日本人の朝のはじまりに寄り添ってきた朝ドラこと連続テレビ小説。その歴史は1961年から64年間にも及びます。毎日、15分、泣いたり笑ったり憤ったり、ドラマの登場人物のエネルギーが朝ご飯のようになる。そんな朝ドラを毎週月曜から金曜までチェックし、当日の感想や情報をお届けします。朝ドラに関する著書を2冊上梓し、レビューを10年続けてきた著者による「読んだらもっとドラマが見たくなる」そんな連載です。本日は第126回(2025年9月22日放送)の「あんぱん」レビューです。(ライター 木俣 冬)
嵩はマザコン?「登美子さんとのぶはよう似ちゅうねえ」
週初めはトピックスがギュウギュウに中身が詰まっていた。「愛と勇気だけが友達さ」(演出:柳川強)はついに最終週。あと5回しかない。
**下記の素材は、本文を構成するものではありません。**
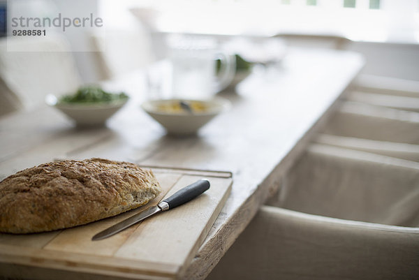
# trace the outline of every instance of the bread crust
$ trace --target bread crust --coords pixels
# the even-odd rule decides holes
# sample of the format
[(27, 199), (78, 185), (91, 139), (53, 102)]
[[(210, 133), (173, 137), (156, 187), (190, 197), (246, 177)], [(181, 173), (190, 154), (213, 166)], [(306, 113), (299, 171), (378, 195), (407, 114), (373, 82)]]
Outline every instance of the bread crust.
[(151, 170), (103, 159), (41, 164), (0, 182), (0, 232), (90, 223), (147, 203), (161, 191)]

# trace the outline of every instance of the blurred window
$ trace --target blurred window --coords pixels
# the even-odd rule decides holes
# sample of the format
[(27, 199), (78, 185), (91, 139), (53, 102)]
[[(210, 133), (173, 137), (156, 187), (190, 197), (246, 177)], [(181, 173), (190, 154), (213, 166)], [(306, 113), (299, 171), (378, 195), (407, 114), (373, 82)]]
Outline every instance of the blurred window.
[[(419, 0), (99, 0), (159, 12), (158, 29), (221, 34), (297, 33), (419, 43)], [(113, 15), (112, 15), (113, 14)], [(121, 16), (115, 22), (126, 20)]]

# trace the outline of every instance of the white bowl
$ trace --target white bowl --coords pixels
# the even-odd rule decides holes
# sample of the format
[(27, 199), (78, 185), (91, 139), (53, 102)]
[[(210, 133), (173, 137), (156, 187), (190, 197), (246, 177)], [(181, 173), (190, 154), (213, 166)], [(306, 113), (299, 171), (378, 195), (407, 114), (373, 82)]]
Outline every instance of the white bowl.
[(102, 126), (106, 120), (126, 103), (124, 98), (105, 103), (59, 103), (57, 97), (49, 95), (45, 98), (47, 104), (54, 107), (75, 121), (79, 126)]
[[(179, 104), (181, 101), (193, 105), (198, 103), (205, 107), (201, 112), (188, 112), (181, 110), (170, 112), (162, 109), (162, 106)], [(161, 124), (169, 134), (191, 135), (196, 132), (212, 118), (230, 107), (230, 101), (221, 98), (210, 100), (160, 99), (146, 101), (142, 104), (142, 109), (153, 119)]]

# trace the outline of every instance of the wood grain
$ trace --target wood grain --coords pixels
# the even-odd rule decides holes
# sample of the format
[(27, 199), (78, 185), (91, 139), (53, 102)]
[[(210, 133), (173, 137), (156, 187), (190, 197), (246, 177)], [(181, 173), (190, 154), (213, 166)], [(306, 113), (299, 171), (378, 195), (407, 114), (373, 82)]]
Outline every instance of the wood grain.
[[(161, 170), (163, 170), (163, 168)], [(210, 172), (205, 173), (209, 174)], [(219, 172), (221, 174), (221, 172)], [(54, 279), (68, 271), (119, 279), (174, 279), (190, 263), (203, 242), (230, 193), (231, 177), (210, 179), (204, 194), (171, 211), (147, 219), (101, 241), (91, 237), (152, 205), (164, 197), (203, 177), (182, 172), (156, 172), (163, 191), (139, 209), (61, 231), (37, 235), (0, 235), (0, 263), (3, 276)], [(21, 267), (35, 274), (24, 274)]]
[[(125, 91), (133, 97), (131, 101), (100, 130), (103, 138), (97, 137), (99, 133), (85, 134), (82, 145), (59, 144), (57, 131), (82, 133), (57, 118), (51, 108), (0, 119), (0, 139), (7, 144), (0, 146), (0, 154), (8, 154), (1, 160), (0, 175), (10, 174), (17, 166), (53, 159), (53, 156), (98, 156), (145, 165), (231, 172), (230, 196), (198, 254), (179, 275), (202, 279), (278, 188), (281, 175), (304, 151), (314, 135), (313, 129), (328, 115), (362, 65), (362, 57), (352, 52), (290, 49), (281, 69), (267, 75), (255, 73), (237, 87), (237, 92), (220, 94), (232, 102), (231, 110), (214, 118), (198, 135), (182, 138), (166, 135), (138, 108), (145, 98), (141, 95), (144, 85), (138, 78), (141, 73), (122, 77), (107, 86)], [(37, 114), (43, 114), (45, 121), (31, 121)], [(15, 124), (16, 118), (29, 124), (21, 128)], [(25, 127), (30, 130), (27, 132)], [(3, 128), (18, 136), (3, 133)], [(50, 145), (57, 148), (50, 150)], [(27, 156), (27, 151), (32, 152)]]

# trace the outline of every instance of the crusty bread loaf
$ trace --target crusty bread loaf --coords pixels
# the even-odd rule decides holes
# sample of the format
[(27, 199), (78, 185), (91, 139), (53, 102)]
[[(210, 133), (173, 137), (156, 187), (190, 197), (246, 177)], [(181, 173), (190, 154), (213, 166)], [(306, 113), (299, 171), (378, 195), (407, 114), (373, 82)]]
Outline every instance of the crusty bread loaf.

- ・トピックス1 登美子、ミュージカル「怪傑アンパンマン」を見ていた。
- ・トピックス2 脚本協力の三谷昌登、編集者役で出演。
- ・トピックス3 羽多子の名台詞
- ・トピックス4 名優・石橋蓮司、あんぱんまんのセリフを語る。
のぶ(今田美桜)が撮った客席の写真を見たら、登美子(松嶋菜々子)が笑って映っていた。実は『怪傑アンパンマン』を羽多子(江口のりこ)に誘われてこっそり見に来ていたのだ。
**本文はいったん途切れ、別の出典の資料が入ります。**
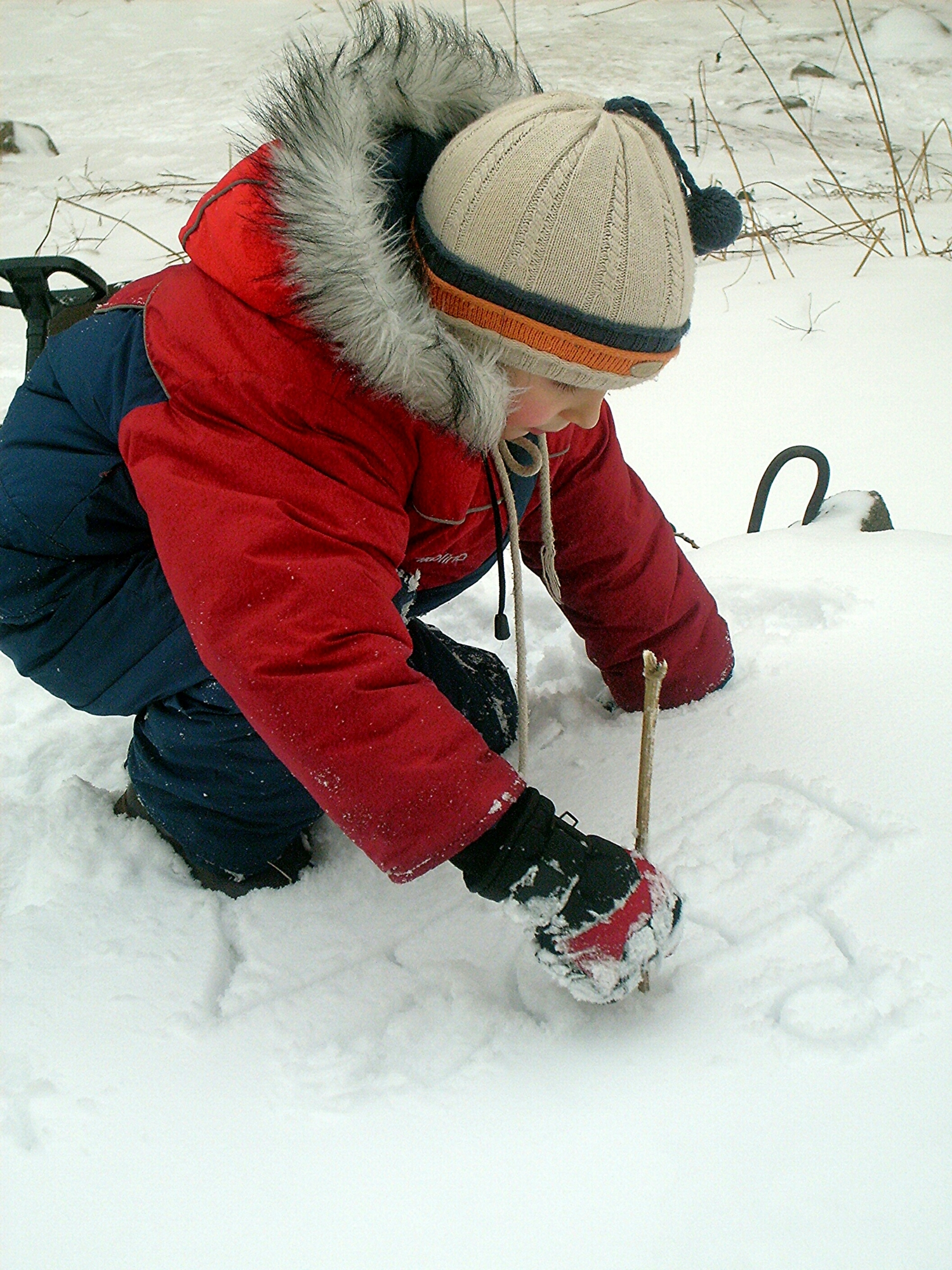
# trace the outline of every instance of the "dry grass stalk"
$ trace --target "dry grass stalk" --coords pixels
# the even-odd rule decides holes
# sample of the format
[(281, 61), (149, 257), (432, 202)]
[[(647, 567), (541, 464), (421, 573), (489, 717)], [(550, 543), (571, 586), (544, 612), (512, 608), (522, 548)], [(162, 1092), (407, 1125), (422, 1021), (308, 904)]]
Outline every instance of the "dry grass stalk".
[[(886, 126), (886, 113), (882, 109), (882, 98), (880, 97), (880, 86), (876, 83), (876, 75), (873, 74), (873, 69), (869, 65), (869, 58), (866, 53), (866, 44), (863, 43), (863, 37), (859, 33), (859, 25), (856, 20), (856, 14), (853, 13), (852, 0), (845, 0), (845, 5), (847, 5), (847, 11), (849, 13), (849, 23), (847, 23), (845, 18), (843, 17), (843, 10), (840, 9), (840, 0), (833, 0), (833, 6), (836, 10), (836, 17), (840, 20), (840, 27), (843, 28), (843, 34), (847, 41), (847, 47), (849, 48), (849, 56), (853, 58), (853, 64), (859, 74), (859, 79), (866, 90), (866, 95), (869, 100), (869, 109), (873, 113), (873, 118), (876, 119), (876, 126), (880, 130), (880, 136), (882, 137), (882, 144), (886, 147), (886, 154), (890, 160), (892, 183), (896, 194), (896, 208), (899, 210), (899, 224), (900, 224), (900, 230), (902, 232), (902, 251), (905, 255), (909, 255), (909, 244), (906, 241), (906, 221), (905, 221), (905, 212), (902, 210), (902, 203), (905, 202), (905, 206), (909, 210), (909, 218), (913, 224), (913, 229), (915, 230), (915, 236), (919, 239), (919, 246), (923, 249), (923, 255), (928, 255), (929, 249), (925, 246), (925, 240), (923, 239), (919, 231), (919, 225), (915, 218), (915, 210), (913, 207), (913, 201), (909, 197), (909, 192), (906, 190), (905, 183), (902, 182), (902, 177), (900, 175), (899, 171), (896, 155), (892, 150), (892, 140), (890, 138), (889, 127)], [(862, 64), (859, 61), (859, 57), (857, 56), (857, 51), (853, 43), (854, 41), (859, 48), (859, 52), (863, 55)]]
[[(162, 251), (165, 251), (165, 254), (170, 259), (179, 260), (182, 263), (184, 263), (184, 260), (187, 259), (185, 255), (184, 255), (184, 253), (175, 251), (175, 250), (173, 250), (173, 248), (166, 246), (165, 243), (160, 243), (159, 239), (152, 237), (151, 234), (146, 234), (145, 230), (141, 230), (137, 225), (133, 225), (132, 221), (127, 220), (124, 216), (110, 216), (109, 212), (104, 212), (104, 211), (102, 211), (102, 210), (99, 210), (96, 207), (85, 207), (83, 203), (76, 202), (76, 199), (74, 199), (74, 198), (63, 198), (62, 194), (57, 194), (56, 196), (56, 199), (53, 202), (53, 210), (50, 213), (50, 221), (48, 221), (47, 227), (46, 227), (46, 234), (39, 240), (39, 245), (37, 246), (37, 249), (33, 253), (33, 255), (39, 255), (39, 253), (41, 253), (41, 250), (43, 248), (43, 244), (50, 237), (50, 235), (52, 232), (52, 229), (53, 229), (53, 220), (56, 218), (56, 213), (57, 213), (57, 211), (58, 211), (60, 207), (75, 207), (80, 212), (89, 212), (90, 216), (98, 216), (102, 220), (113, 221), (114, 226), (124, 225), (126, 229), (132, 230), (135, 234), (140, 234), (143, 239), (149, 239), (150, 243), (154, 243), (156, 246), (161, 248)], [(112, 232), (113, 232), (113, 230), (109, 230), (109, 234), (112, 234)], [(72, 245), (70, 246), (69, 250), (74, 250), (74, 248), (77, 246), (83, 241), (95, 241), (96, 246), (102, 246), (102, 244), (109, 237), (109, 234), (104, 234), (100, 239), (88, 240), (88, 239), (79, 237), (74, 232), (74, 243), (72, 243)]]
[[(932, 145), (933, 138), (935, 137), (935, 133), (939, 131), (939, 128), (946, 130), (949, 147), (952, 147), (952, 128), (949, 128), (946, 119), (939, 119), (939, 122), (933, 127), (928, 137), (923, 132), (922, 150), (916, 155), (915, 163), (913, 164), (909, 175), (906, 177), (906, 189), (909, 189), (910, 193), (915, 193), (915, 179), (916, 177), (919, 178), (919, 198), (932, 199), (933, 197), (932, 171), (929, 169), (929, 146)], [(949, 187), (949, 193), (952, 193), (952, 170), (949, 170), (948, 168), (941, 168), (938, 166), (938, 164), (934, 163), (933, 168), (946, 179), (946, 184)]]
[[(797, 132), (801, 135), (801, 137), (803, 138), (803, 141), (806, 141), (806, 144), (810, 146), (810, 149), (812, 150), (812, 152), (816, 155), (816, 159), (819, 160), (819, 163), (823, 166), (824, 171), (829, 175), (830, 180), (834, 183), (834, 185), (839, 190), (840, 198), (843, 198), (844, 203), (850, 210), (850, 212), (857, 218), (857, 221), (859, 221), (861, 224), (864, 224), (864, 225), (868, 226), (867, 217), (864, 217), (863, 213), (857, 207), (853, 206), (853, 201), (850, 199), (850, 197), (847, 193), (847, 190), (843, 188), (839, 177), (833, 170), (833, 168), (830, 168), (830, 165), (826, 163), (826, 160), (820, 154), (820, 151), (816, 149), (816, 145), (814, 144), (814, 138), (810, 136), (810, 133), (806, 131), (806, 128), (803, 128), (803, 126), (800, 123), (800, 121), (797, 118), (795, 118), (795, 116), (791, 112), (790, 107), (786, 104), (784, 98), (781, 94), (779, 89), (777, 88), (777, 85), (770, 79), (770, 75), (769, 75), (767, 67), (764, 66), (764, 64), (757, 56), (757, 53), (750, 47), (750, 44), (746, 42), (746, 39), (744, 39), (744, 37), (740, 33), (740, 30), (734, 25), (734, 23), (731, 22), (731, 19), (727, 17), (727, 14), (724, 11), (724, 9), (721, 9), (720, 5), (717, 6), (717, 11), (721, 14), (721, 17), (724, 18), (724, 20), (731, 28), (731, 30), (737, 37), (737, 39), (740, 41), (740, 43), (744, 46), (744, 48), (746, 50), (748, 56), (751, 58), (753, 62), (755, 62), (755, 65), (757, 65), (758, 70), (760, 71), (760, 74), (763, 75), (763, 77), (770, 85), (770, 91), (777, 98), (781, 108), (783, 109), (783, 113), (787, 116), (787, 118), (793, 124), (793, 127), (797, 130)], [(872, 234), (872, 229), (869, 231)]]
[[(734, 168), (734, 174), (737, 178), (737, 188), (741, 189), (741, 190), (744, 190), (748, 187), (744, 184), (744, 178), (740, 175), (740, 168), (737, 166), (737, 160), (736, 160), (736, 157), (734, 155), (734, 150), (732, 150), (731, 146), (727, 145), (727, 138), (724, 135), (724, 130), (721, 128), (720, 121), (717, 119), (717, 116), (711, 109), (711, 103), (707, 100), (707, 83), (706, 83), (706, 74), (704, 74), (704, 64), (703, 62), (701, 62), (701, 65), (697, 69), (697, 79), (698, 79), (698, 86), (701, 89), (701, 100), (704, 103), (704, 109), (707, 110), (707, 114), (710, 116), (711, 122), (713, 123), (715, 128), (717, 130), (717, 136), (721, 138), (721, 145), (727, 151), (727, 157), (731, 161), (731, 168)], [(765, 237), (768, 239), (768, 241), (773, 243), (773, 246), (774, 246), (774, 249), (777, 251), (777, 255), (781, 258), (781, 260), (783, 262), (784, 269), (787, 271), (787, 273), (792, 278), (793, 277), (793, 271), (791, 269), (790, 264), (784, 259), (784, 255), (781, 251), (781, 249), (777, 245), (777, 243), (773, 239), (770, 239), (769, 234), (767, 234), (763, 230), (763, 227), (760, 226), (760, 222), (758, 220), (757, 211), (754, 210), (753, 202), (749, 198), (745, 198), (744, 202), (746, 203), (748, 216), (750, 217), (750, 225), (751, 225), (751, 230), (750, 230), (750, 232), (749, 232), (748, 236), (757, 240), (758, 246), (763, 251), (764, 263), (767, 264), (767, 269), (768, 269), (770, 277), (774, 281), (777, 279), (777, 274), (773, 272), (773, 265), (770, 264), (770, 258), (767, 254), (767, 246), (764, 245), (764, 239)]]
[[(885, 216), (872, 216), (872, 217), (864, 216), (862, 220), (858, 220), (858, 221), (847, 221), (844, 224), (843, 221), (835, 221), (831, 216), (828, 216), (826, 212), (821, 211), (819, 207), (815, 207), (814, 203), (811, 203), (809, 198), (803, 198), (801, 194), (795, 193), (792, 189), (788, 189), (786, 185), (781, 185), (779, 182), (776, 182), (776, 180), (755, 180), (750, 188), (751, 189), (757, 189), (760, 185), (770, 185), (773, 189), (779, 189), (782, 193), (790, 196), (790, 198), (793, 198), (798, 203), (802, 203), (803, 207), (809, 207), (811, 212), (814, 212), (816, 216), (820, 217), (820, 220), (823, 220), (823, 221), (826, 222), (825, 227), (820, 227), (820, 229), (816, 229), (816, 230), (802, 230), (802, 229), (800, 229), (797, 226), (796, 227), (796, 232), (791, 234), (788, 236), (788, 241), (791, 241), (791, 243), (798, 243), (798, 244), (812, 244), (812, 243), (816, 243), (816, 241), (828, 243), (830, 239), (848, 237), (848, 239), (852, 239), (854, 243), (858, 243), (859, 246), (868, 248), (869, 246), (869, 239), (868, 237), (862, 237), (859, 235), (859, 232), (858, 232), (859, 227), (862, 226), (864, 230), (867, 230), (867, 232), (869, 231), (871, 227), (873, 227), (873, 250), (875, 250), (875, 248), (878, 244), (878, 240), (882, 236), (882, 231), (881, 230), (875, 230), (875, 226), (876, 226), (877, 221), (885, 220), (886, 218)], [(889, 215), (890, 216), (895, 216), (896, 213), (895, 212), (890, 212)], [(773, 236), (777, 232), (778, 229), (781, 229), (781, 226), (774, 226), (770, 230), (770, 236)], [(890, 251), (890, 249), (886, 246), (885, 243), (878, 244), (878, 245), (882, 246), (882, 250), (883, 250), (883, 253), (886, 255), (892, 255), (892, 253)], [(877, 255), (878, 255), (878, 253), (877, 253)]]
こんなに素直に笑っている母をはじめて見た嵩(北村匠海)が驚いていると、誰よりも嵩のファンかもしれないと、羽多子は言う。
観劇の次に羽多子は登美子に一緒に高知旅行に行こうと誘う。登美子は相変わらず皮肉屋で渋るが、旅行に誘われてまんざらでもないらしい。
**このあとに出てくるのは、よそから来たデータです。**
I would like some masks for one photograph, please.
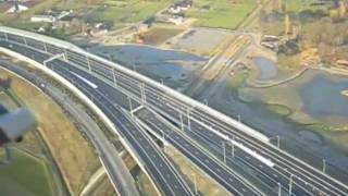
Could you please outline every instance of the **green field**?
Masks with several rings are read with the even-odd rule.
[[[160,1],[107,1],[86,15],[91,22],[112,22],[115,26],[124,23],[144,21],[170,4],[167,0]]]
[[[15,148],[12,148],[12,155],[10,164],[0,164],[0,195],[55,195],[46,162]],[[0,158],[3,158],[3,151],[0,151]]]
[[[318,0],[290,0],[286,1],[286,8],[289,12],[300,12],[303,10],[326,10],[328,5],[311,5],[311,3],[315,3]]]
[[[197,26],[233,29],[256,8],[257,0],[196,0],[186,15],[197,19]]]

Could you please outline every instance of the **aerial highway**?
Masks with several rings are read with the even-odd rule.
[[[1,44],[0,44],[1,45]],[[27,50],[23,47],[16,47],[12,45],[13,49],[23,54],[29,56],[39,62],[44,62],[49,59],[47,54]],[[63,62],[51,61],[50,66],[64,68]],[[69,68],[69,65],[65,65]],[[194,195],[186,184],[186,182],[178,174],[174,166],[166,159],[161,149],[149,138],[137,124],[135,124],[127,114],[115,105],[114,101],[110,100],[104,94],[100,93],[99,89],[95,88],[90,84],[85,83],[76,74],[69,72],[67,70],[61,69],[55,70],[62,76],[70,79],[75,86],[82,91],[92,98],[99,108],[110,118],[115,124],[116,128],[122,132],[122,136],[125,137],[134,152],[137,154],[144,161],[142,167],[146,168],[147,172],[151,175],[154,181],[157,188],[163,195]],[[97,140],[95,140],[97,142]],[[102,144],[99,144],[102,145]],[[160,166],[160,167],[158,167]],[[110,167],[109,164],[107,167]]]
[[[46,54],[39,53],[33,49],[16,47],[15,44],[12,44],[12,47],[14,47],[14,50],[21,53],[24,53],[26,56],[32,54],[32,57],[37,61],[44,61],[45,59],[48,58]],[[98,96],[96,97],[95,94],[91,94],[90,91],[86,91],[88,87],[95,88],[95,89],[98,88],[99,95],[101,95],[103,98],[105,98],[109,101],[109,102],[105,102],[104,106],[115,105],[119,101],[117,99],[120,99],[120,95],[116,94],[112,87],[110,87],[107,84],[103,84],[98,78],[95,78],[92,76],[87,76],[86,73],[84,73],[83,71],[74,66],[66,66],[64,65],[64,63],[65,62],[62,62],[61,60],[57,59],[47,63],[47,65],[52,70],[54,70],[57,73],[65,76],[77,87],[82,88],[82,90],[84,90],[87,95],[89,95],[89,97],[92,100],[97,100]],[[152,126],[151,128],[153,128],[153,131],[157,131],[158,133],[163,131],[169,131],[169,130],[158,130],[157,126]],[[175,133],[172,133],[171,135],[174,135],[174,137],[173,138],[171,137],[169,140],[174,142],[174,144],[183,148],[181,149],[181,151],[186,152],[188,157],[190,156],[194,162],[199,164],[199,167],[202,168],[203,171],[209,173],[209,175],[211,175],[212,179],[216,180],[228,192],[235,195],[263,195],[256,187],[253,187],[252,185],[248,184],[245,180],[243,180],[238,174],[236,174],[232,170],[226,169],[226,167],[222,164],[220,161],[216,161],[211,156],[208,156],[207,154],[204,154],[203,149],[200,149],[195,145],[192,145],[191,143],[187,142],[184,136],[176,135]],[[194,151],[195,154],[190,154],[190,151]]]
[[[45,91],[45,94],[51,96],[54,100],[62,105],[63,108],[69,111],[77,122],[79,122],[83,131],[90,138],[96,150],[98,151],[103,167],[105,168],[108,176],[111,179],[111,183],[114,186],[115,192],[119,195],[124,196],[139,195],[135,186],[135,181],[119,156],[117,150],[108,140],[105,135],[90,119],[90,117],[88,117],[85,111],[80,111],[82,108],[76,106],[71,98],[67,98],[66,95],[63,95],[60,90],[58,90],[55,86],[52,86],[37,74],[30,73],[15,63],[0,60],[0,68],[7,69],[29,81],[37,88],[40,88],[42,91]]]
[[[271,145],[268,137],[253,128],[160,83],[90,54],[73,45],[44,36],[38,37],[40,36],[33,33],[5,27],[0,28],[0,39],[5,42],[3,47],[12,50],[20,50],[21,47],[32,48],[46,53],[46,60],[57,56],[58,59],[70,62],[66,64],[67,66],[74,64],[86,73],[103,79],[105,84],[123,91],[149,110],[164,115],[176,124],[185,124],[191,134],[214,145],[215,149],[220,148],[225,151],[226,145],[231,145],[237,151],[243,152],[237,152],[229,158],[236,156],[248,161],[253,168],[259,168],[259,170],[269,173],[268,176],[278,182],[279,187],[288,192],[289,195],[296,195],[296,193],[300,195],[348,194],[346,184]],[[13,46],[10,47],[13,44],[21,47],[15,49]],[[37,57],[33,54],[32,58],[36,59]],[[42,63],[46,64],[44,61]],[[54,66],[60,65],[62,64],[58,63]],[[76,77],[74,74],[66,73],[65,75],[69,78]],[[78,81],[78,77],[76,79]],[[105,113],[108,113],[108,110]],[[209,135],[209,138],[207,135]],[[224,144],[223,148],[221,144]],[[207,149],[211,150],[210,148]],[[226,158],[227,156],[224,156],[224,159]]]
ちょうどそこへ嵩の担当編集者・大宮幸也(三谷昌登)が原稿を取りに来て、アンパンマンが親御さんや児童文学の評論家から評判がよくないとのぶに伝える。それを登美子が聞いていて怒り出し、アンパンマンの理念を熱く語り出した。
「作家が魂をこめた作品を批判するなら、正々堂々と自分の意見としておっしゃい。ひきょう者」と編集者をとっちめた登美子を見て、「登美子さんとのぶはよう似ちゅうねえ」と羽多子。
嵩を誰よりも気にしているのはのぶと登美子であろうと羽多子は、同じ母として感じているのだろう。この理屈でいうと、嵩は登美子に似たのぶを好きになったということではないか。いわゆるマザコンみたいだが、そこを考え始めるとややこしくなるのでさておきたい。